Eu, Empresa — Empreendedorismo em tempos de superlotação de conteúdo
Por: Otávio Conceição
Joder acaba de ser dispensado do seu emprego. Sua saúde mental não vai bem. Ele divide uma casa com alguns amigos, trabalha em freelances nada agradáveis e possui uma rotina cansativa e desmotivadora. Em meio a tudo isso ele cria um alter ego/personagem para tentar sucesso no YouTube, que é incorporado pelos fracassos do seu cotidiano. Essa é basicamente a premissa de Eu, Empresa, filme de Marcus Curvelo e Leon Sampaio. Aqui, assim como em alguns dos filmes de Marcus Curvelo, temos o personagem Joder em suas aventuras subjetivas para dentro de si mesmo.
Temos uma imersão bem feita aqui, a cronologia do filme funciona bastante. Conseguimos nos adaptar à rotina conturbada de Joder. Vemos o revezamento constante de coadjuvantes, que de tempo em tempo vão agregando muito na psique do protagonista. Joder consegue refletir sua personalidade a partir de cada conversa com seus amigos, chefes, parceiros de trabalho e meros conhecidos. A melancolia acompanha sempre sua narrativa, dos diálogos até sua curvatura corporal, ótimos maneirismos na atuação de Curvelo. Pondo em questão os diálogos, eles conseguem funcionar de forma primorosa e entregam muito para o sumo da obra, muito disso é causado pelo estranhamento que as pessoas ao redor de Joder sentem pelo próprio. Independente de qual seja a posição de intimidade, todos olham para Joder como o homem perdido, abatido, segurando as rédeas invisíveis do auto sustento.
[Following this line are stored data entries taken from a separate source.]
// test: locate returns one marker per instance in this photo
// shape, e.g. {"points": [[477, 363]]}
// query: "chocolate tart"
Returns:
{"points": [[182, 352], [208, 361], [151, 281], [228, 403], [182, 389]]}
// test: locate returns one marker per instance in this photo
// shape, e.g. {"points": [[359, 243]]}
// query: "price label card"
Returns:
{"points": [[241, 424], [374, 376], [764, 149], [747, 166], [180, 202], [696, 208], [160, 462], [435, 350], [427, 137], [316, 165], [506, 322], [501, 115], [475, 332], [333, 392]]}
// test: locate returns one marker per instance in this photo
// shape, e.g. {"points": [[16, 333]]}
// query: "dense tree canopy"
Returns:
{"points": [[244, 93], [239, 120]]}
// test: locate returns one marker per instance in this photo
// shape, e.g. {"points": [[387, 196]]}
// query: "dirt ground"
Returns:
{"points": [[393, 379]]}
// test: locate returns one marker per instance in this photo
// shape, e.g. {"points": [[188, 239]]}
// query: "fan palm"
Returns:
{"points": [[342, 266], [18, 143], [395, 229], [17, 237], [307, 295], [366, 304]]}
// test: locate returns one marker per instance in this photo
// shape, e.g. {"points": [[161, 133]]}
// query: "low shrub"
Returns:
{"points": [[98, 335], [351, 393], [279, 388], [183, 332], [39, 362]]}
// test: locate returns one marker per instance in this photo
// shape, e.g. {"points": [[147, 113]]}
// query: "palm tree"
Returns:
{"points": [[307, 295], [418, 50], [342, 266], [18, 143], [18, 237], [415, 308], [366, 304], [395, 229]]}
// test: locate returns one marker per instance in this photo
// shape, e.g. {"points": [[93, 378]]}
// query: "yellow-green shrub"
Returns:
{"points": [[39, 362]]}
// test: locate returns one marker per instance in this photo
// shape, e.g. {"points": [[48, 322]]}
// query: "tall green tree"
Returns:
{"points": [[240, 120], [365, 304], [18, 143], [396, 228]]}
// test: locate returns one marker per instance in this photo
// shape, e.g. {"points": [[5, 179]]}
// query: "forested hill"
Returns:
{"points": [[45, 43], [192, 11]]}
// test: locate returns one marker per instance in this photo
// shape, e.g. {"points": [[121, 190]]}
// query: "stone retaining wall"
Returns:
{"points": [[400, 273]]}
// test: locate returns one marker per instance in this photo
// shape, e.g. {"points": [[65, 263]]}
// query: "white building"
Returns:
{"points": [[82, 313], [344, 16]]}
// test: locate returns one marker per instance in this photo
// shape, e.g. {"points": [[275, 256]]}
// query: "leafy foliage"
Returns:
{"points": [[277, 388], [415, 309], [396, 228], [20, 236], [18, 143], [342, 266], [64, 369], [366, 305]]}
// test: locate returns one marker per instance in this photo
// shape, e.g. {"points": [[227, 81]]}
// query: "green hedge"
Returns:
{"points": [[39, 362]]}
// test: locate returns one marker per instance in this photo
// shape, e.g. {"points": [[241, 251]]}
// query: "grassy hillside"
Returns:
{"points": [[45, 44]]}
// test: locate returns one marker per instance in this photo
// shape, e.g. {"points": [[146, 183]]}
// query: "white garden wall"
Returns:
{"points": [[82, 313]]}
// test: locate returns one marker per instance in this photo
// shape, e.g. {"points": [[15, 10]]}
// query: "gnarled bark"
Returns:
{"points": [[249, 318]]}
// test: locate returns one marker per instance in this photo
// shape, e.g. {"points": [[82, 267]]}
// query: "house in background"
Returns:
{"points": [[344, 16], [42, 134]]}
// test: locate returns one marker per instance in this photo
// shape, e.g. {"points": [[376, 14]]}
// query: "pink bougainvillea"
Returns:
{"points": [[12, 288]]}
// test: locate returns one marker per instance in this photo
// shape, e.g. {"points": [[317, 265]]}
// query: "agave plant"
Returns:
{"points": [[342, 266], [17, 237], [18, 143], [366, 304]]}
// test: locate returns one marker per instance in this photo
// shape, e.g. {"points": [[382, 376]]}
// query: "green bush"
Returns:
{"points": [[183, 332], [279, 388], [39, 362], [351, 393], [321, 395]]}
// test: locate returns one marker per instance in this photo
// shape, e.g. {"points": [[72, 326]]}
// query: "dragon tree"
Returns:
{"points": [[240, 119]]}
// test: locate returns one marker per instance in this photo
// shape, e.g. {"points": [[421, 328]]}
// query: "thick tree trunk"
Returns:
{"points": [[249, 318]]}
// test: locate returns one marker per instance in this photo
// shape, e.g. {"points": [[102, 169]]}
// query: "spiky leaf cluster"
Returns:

Procurando meios aleatórios de tentar sobreviver ao meio capitalista.
E é sobre isso. Joder representa um grupo de indivíduos que estão à mercê da cadeia alimentar econômica do país e que tenta sair dela a partir da forma mais acessível, aparentemente, de empreendedorismo: a internet. E o filme ganha méritos quando apresenta (podendo ter apresentado mais) alguns nichos desse tipo de negócio, mostrando suas questões e problemáticas. A vasta selva, enormemente pluralizada, altamente codificada, de conteúdos massivamente jogados à nossa disposição. A tentativa de Joder revelar seus fracassos nos seus vídeos, isso junto ao seu estado constante de depreciação por não estar conseguindo os trabalhos que quer, evidentemente pode ser lido de forma contraditória, assim como é mostrado no filme, com direito a réplica e tréplica. A cada trabalho perdido, tentativas frustradas de bicos que dão errado sucessivamente, problemas no apartamento, falta de apoio emocional, sentimos o quanto o personagem está tentando achar um passo firme em um chão que só continua afundando em seus pés. Tudo fica mais literal quando Joder é engolido por um jogo de luzes e propagandas, a representação massiva do capitalismo, a Times Square.
Joder não é uma pessoa incapaz, ou com problemas fúteis, ele tem direito de sentir a frustração de desemprego que acomete sua área trabalhista. Todavia é notório que a grande parte minoritária da população não tem os privilégios que acometem o personagem. Mesmo assim, ao assistir Eu, Empresa, é difícil não trazer um pouco da própria experiência pessoal para a obra de Curvelo e Sampaio. Eu, infelizmente, trago a minha e do meu companheiro. É bastante desalentador, mas se não fosse, não teríamos filme.